You will work with your partner to use the information on the Interview Cards to develop a supportable hypothesis for the path of transmission of the disease.



 Part A: Evidence from Interviews

1. Read the information on the Interview Cards.

2. Discuss with your partner how the disease may have spread from person to person.

3. Move the cards around to develop a disease web showing who could have caught the disease     from whom.

4. Create a diagram that shows your completed disease web. Be sure to include how you think     these people are connected. For example:




Dr. Smith            TRAV 61            Heather

(symptoms on June 3)                (symptoms on June 7)


5. With your partner develop a hypothesis as to which person may be the carrier(s) of the     disease. Make sure that your choice of person (or people) is consistent with your disease web.

6. In order to test your hypothesis, you will be able to test samples of “saliva” from this person
(or people) for the presence of the disease. Use the table in Part B to record the results of your     test(s).

Part B: Collecting Lab Evidence

REMINDER: Good laboratory procedure means no accidental contamination! When using a dropper bottle, unscrew the lid but do not put the lid down on the table. Instead, use the bottle and immediately re-cap it.


7.   Find the dropper bottle for the person (or people) you would like to test. It contains the      “saliva” for that person (or people). Place 3 drops of the “saliva” sample into one of the small       cups in your SEPUP tray.

8.   Test the sample by adding 2 drops of Disease Indicator. Make sure the dropper does not touch       the “saliva.” A positive test for the disease will show a pink color.

9.   Record your results in the table shown below Procedure Step 10.

10. Repeat steps 7-9 for any other people you are testing.

Record test results in this table. Note: if the solution turns pink, this is a positive result for the disease in the saliva. If the solution remains clear, there is no disease in the saliva.



Discussion Questions

1. A group representing some of the students and staff of Channing University have demanded that     the family members and close friends of all infected individuals stay home until everyone with     symptoms gets better. Explain whether you agree with their demand. Support your answer with     evidence and identify the trade-offs of your decision.

2. Would your change your answer to Question 1 if the disease had more severe symptoms and a     greater chance of causing death? Explain.

3. In the current outbreak of H1N1 influenza many countries have adopted steps that they hope will     reduce the spread of the virus.

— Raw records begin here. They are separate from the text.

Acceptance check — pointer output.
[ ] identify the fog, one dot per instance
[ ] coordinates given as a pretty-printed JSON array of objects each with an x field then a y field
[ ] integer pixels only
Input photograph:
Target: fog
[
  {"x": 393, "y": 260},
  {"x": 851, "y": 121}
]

  • Discuss with your partner the following examples of procedures used at various airports    around the world. Be ready to share your discussion with the group.
  • Monitoring all persons entering the country by using cameras that indicate body temperature    and quarantining those people with high temperatures.
  • Quarantining (1 week) all persons with Mexican passports.
  • Filling out forms that indicate whether you have been in an infected area along with your    contact information.
  • Canceling flights to and from certain countries.

4. Listen to the story of Typhoid Mary and then watch the video clip at:

Be prepared to discuss the following question:

How do you balance the needs of society with the rights of the individual?